It could be a day or years. It depends on the birds, your patience, and how comfortable the bird feels in the environment.


----------



## Pinkspikez- Buddy's Mama (Dec 25, 2012)

Bird Boy, I wouldn't trust a pet store to sell a bird that has been hand fed or hand tamed, especially not in RSA (I see it says that's where you are located). This is coming from a South African lol. In the US I only paid $75USD for mine, @ 8wks of age, tamed and already stepping up all on his own. Do some google searching. I'm sure there will be good, reputable breeders in your area although the price does vary very much from place to place.
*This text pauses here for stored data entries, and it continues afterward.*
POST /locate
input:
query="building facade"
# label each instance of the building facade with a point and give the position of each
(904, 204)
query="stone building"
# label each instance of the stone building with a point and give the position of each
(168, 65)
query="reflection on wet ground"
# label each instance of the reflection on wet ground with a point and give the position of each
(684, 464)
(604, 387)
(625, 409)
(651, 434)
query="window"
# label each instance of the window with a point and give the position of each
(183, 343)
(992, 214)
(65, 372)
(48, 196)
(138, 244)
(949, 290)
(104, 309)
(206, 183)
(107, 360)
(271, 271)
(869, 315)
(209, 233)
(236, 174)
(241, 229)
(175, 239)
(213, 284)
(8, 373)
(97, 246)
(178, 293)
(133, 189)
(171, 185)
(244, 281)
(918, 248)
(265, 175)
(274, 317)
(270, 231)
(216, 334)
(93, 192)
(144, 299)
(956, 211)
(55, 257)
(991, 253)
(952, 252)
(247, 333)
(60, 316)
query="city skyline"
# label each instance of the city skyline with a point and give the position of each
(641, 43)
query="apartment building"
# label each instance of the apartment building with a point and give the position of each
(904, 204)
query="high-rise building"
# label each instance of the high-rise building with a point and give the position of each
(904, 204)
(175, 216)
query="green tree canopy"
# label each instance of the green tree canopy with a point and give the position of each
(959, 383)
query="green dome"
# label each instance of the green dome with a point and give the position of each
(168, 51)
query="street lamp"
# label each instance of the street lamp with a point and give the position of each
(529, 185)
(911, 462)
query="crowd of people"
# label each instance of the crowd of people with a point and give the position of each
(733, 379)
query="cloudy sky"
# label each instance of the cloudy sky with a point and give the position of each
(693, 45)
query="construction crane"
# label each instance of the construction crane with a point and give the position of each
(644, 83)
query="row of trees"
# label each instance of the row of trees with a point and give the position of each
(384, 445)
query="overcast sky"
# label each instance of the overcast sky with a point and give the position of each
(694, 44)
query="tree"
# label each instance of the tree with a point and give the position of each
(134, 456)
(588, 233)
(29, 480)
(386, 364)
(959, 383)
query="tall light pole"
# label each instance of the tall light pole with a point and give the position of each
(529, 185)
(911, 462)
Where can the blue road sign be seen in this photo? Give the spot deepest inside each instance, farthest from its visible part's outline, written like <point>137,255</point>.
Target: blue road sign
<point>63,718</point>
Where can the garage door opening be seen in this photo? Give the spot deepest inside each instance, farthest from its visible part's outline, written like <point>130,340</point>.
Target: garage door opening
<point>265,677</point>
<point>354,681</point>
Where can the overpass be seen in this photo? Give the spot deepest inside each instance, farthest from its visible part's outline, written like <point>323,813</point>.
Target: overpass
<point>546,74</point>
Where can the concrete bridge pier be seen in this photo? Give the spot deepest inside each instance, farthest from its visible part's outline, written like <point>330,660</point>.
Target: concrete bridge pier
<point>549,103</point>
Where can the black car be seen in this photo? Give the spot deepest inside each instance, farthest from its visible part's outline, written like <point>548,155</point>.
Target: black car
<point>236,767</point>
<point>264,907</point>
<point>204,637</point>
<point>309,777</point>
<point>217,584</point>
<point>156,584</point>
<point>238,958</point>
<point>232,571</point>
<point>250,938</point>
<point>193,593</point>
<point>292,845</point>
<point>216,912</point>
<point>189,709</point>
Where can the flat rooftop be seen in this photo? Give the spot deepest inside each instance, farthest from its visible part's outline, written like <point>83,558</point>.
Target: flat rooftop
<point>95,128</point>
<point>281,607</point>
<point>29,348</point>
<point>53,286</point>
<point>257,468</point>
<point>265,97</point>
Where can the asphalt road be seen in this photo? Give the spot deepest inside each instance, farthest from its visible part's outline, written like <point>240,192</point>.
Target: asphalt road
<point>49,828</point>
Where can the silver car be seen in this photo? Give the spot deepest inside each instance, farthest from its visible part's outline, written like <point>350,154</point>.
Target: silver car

Good luck


----------



## sunnysmom (Sep 23, 2011)

Here are some links regarding safe foods/nutrition:

The best diet for cockatiels - http://talkcockatiels.com/showthread.php?t=27479

Safe fruits and veggies - http://talkcockatiels.com/showthread.php?t=536

Foods to avoid - http://talkcockatiels.com/showthread.php?t=70

Dangerous foods and plants - http://talkcockatiels.com/showthread.php?t=1842


----------



## bjknight93 (Nov 13, 2011)

Okay. So you PM'd me saying you were asking about birds living indoors. 
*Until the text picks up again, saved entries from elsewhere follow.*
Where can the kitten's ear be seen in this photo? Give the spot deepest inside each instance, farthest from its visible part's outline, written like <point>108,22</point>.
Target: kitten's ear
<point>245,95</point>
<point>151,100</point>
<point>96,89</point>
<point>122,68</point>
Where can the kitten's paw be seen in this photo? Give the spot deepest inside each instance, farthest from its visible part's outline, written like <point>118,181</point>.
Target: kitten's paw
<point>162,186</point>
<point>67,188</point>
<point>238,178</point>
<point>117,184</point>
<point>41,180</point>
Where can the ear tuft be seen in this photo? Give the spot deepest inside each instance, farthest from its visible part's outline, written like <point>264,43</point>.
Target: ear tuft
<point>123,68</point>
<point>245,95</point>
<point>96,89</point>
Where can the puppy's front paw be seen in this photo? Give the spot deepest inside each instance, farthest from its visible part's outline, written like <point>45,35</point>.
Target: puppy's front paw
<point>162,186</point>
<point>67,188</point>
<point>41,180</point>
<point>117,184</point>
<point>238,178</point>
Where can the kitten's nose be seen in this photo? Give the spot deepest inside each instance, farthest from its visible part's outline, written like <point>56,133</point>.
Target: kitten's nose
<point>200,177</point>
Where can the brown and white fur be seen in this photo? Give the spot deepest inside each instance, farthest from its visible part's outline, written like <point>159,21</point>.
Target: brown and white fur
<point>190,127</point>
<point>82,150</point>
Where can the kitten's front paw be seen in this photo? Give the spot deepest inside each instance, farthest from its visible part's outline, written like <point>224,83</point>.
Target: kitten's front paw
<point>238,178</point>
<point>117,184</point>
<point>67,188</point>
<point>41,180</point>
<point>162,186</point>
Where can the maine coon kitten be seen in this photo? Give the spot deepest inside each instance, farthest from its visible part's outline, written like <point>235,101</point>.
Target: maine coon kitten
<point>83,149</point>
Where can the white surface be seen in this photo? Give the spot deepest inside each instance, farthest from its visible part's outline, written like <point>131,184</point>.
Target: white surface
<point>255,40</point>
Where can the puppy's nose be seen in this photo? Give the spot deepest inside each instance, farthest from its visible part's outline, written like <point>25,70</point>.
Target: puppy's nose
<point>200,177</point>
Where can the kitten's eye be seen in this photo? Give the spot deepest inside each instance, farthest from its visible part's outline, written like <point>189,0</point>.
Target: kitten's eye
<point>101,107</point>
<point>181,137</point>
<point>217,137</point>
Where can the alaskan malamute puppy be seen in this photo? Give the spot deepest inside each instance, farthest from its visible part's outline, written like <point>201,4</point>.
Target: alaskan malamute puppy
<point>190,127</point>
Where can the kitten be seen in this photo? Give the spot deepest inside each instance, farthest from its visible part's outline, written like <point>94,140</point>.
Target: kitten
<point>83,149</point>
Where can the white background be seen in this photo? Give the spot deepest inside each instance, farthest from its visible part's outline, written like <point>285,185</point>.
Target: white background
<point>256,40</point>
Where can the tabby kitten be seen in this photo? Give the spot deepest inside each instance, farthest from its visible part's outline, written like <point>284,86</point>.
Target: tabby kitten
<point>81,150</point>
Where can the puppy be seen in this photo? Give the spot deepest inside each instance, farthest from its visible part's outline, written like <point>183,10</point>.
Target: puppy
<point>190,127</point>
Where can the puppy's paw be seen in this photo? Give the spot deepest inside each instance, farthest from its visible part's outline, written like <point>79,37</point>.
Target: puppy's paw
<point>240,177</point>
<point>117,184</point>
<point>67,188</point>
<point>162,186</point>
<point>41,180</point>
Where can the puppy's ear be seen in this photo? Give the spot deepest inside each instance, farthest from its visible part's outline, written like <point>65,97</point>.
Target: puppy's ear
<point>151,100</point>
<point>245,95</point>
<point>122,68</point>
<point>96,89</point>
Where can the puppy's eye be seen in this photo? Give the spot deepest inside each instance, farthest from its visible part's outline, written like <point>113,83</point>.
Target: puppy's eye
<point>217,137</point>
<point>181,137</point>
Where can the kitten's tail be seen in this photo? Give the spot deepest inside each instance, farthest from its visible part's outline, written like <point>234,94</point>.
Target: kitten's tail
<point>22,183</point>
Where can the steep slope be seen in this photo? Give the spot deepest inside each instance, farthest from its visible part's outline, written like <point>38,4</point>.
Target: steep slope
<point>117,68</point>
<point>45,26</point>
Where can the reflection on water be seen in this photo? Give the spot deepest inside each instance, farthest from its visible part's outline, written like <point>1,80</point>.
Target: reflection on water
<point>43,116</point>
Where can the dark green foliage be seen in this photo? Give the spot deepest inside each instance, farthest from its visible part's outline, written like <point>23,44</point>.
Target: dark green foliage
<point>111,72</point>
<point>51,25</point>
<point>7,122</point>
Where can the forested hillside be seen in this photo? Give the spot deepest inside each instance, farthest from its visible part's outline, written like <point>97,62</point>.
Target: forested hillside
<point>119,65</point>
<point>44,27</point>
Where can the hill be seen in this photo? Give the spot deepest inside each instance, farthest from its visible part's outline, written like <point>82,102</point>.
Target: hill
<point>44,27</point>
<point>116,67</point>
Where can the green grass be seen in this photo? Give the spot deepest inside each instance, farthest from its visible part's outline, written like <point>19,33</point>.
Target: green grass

Birds can live inside the home in any part of the world, given that the temperature is well-regulated and the home is kept free of harmful household pollutants such as Teflon fumes or candles.
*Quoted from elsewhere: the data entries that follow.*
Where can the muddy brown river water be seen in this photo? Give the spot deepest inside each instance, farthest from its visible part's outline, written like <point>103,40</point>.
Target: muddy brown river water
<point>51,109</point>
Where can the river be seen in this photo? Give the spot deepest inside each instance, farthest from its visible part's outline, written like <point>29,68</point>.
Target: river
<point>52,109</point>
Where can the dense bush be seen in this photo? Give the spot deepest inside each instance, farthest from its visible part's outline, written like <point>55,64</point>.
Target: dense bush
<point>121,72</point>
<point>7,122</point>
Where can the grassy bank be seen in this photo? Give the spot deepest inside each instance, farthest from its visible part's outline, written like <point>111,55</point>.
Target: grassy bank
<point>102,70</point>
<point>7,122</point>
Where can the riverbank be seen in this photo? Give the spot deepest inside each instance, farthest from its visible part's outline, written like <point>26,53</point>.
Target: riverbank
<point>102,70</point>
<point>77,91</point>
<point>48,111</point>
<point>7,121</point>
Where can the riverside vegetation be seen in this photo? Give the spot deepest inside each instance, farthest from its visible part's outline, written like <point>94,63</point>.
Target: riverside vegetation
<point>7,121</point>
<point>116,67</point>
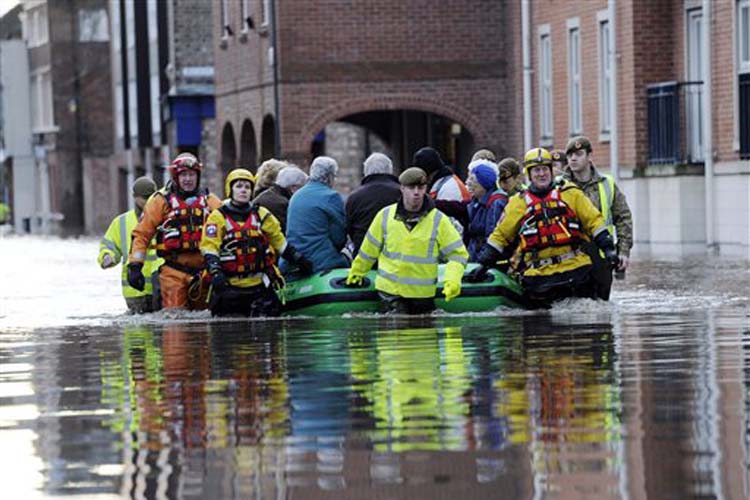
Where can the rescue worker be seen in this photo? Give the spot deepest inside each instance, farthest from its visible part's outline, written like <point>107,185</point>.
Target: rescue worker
<point>114,248</point>
<point>551,221</point>
<point>559,161</point>
<point>174,215</point>
<point>407,239</point>
<point>240,243</point>
<point>610,201</point>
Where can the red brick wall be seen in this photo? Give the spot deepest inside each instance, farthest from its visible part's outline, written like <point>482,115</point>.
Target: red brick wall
<point>454,58</point>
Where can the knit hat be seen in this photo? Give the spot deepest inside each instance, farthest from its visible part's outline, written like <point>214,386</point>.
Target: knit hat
<point>413,176</point>
<point>144,187</point>
<point>485,176</point>
<point>428,160</point>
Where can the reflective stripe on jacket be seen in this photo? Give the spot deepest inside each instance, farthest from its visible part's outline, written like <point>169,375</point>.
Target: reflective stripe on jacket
<point>116,243</point>
<point>408,260</point>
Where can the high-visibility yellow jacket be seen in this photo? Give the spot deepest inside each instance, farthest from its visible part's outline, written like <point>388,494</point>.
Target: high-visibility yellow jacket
<point>408,260</point>
<point>552,259</point>
<point>116,243</point>
<point>216,228</point>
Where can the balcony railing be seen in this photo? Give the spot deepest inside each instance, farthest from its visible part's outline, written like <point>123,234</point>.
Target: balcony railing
<point>675,126</point>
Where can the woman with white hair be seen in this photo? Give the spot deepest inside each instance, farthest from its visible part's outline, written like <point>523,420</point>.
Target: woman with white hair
<point>276,198</point>
<point>316,224</point>
<point>379,189</point>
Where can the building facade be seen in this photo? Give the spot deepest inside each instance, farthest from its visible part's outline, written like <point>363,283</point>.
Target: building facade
<point>665,115</point>
<point>285,70</point>
<point>69,82</point>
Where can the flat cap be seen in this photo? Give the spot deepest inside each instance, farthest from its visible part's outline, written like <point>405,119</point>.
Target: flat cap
<point>577,143</point>
<point>413,176</point>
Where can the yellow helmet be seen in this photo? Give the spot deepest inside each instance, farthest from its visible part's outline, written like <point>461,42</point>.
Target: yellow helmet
<point>534,157</point>
<point>235,175</point>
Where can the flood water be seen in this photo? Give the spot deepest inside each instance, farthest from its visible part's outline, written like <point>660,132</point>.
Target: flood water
<point>643,397</point>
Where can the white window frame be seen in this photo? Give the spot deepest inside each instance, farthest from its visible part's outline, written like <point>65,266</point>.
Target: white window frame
<point>266,13</point>
<point>575,108</point>
<point>546,94</point>
<point>605,75</point>
<point>741,64</point>
<point>42,111</point>
<point>245,7</point>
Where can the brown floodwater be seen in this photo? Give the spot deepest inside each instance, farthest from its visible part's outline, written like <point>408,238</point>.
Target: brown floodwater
<point>643,397</point>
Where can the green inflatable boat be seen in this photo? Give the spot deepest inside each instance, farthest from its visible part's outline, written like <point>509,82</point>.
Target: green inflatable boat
<point>326,294</point>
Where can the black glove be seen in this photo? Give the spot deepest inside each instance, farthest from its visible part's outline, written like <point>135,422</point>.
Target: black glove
<point>477,275</point>
<point>488,256</point>
<point>604,241</point>
<point>135,276</point>
<point>292,255</point>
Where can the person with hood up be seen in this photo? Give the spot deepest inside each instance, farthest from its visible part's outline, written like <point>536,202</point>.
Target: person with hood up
<point>240,243</point>
<point>115,245</point>
<point>379,189</point>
There probably isn't much avian vet care available in Namibia, so that is something to think about. If your bird gets sick, it's chances of survival is slim.


----------



## bobobubu (Dec 12, 2011)

My babies eat popcorn sometimes, but I make it myself... wouldn't give them the stuff that comes in bags, already made.


----------



## roxy culver (May 27, 2010)

Bird boy, from now on when you have a bunch of questions like this, please keep them all in one thread OK? Its all cockatiel related and way easier to answer it all at once then to go into each individual thread which is why I combined all your threads. Thanks.


----------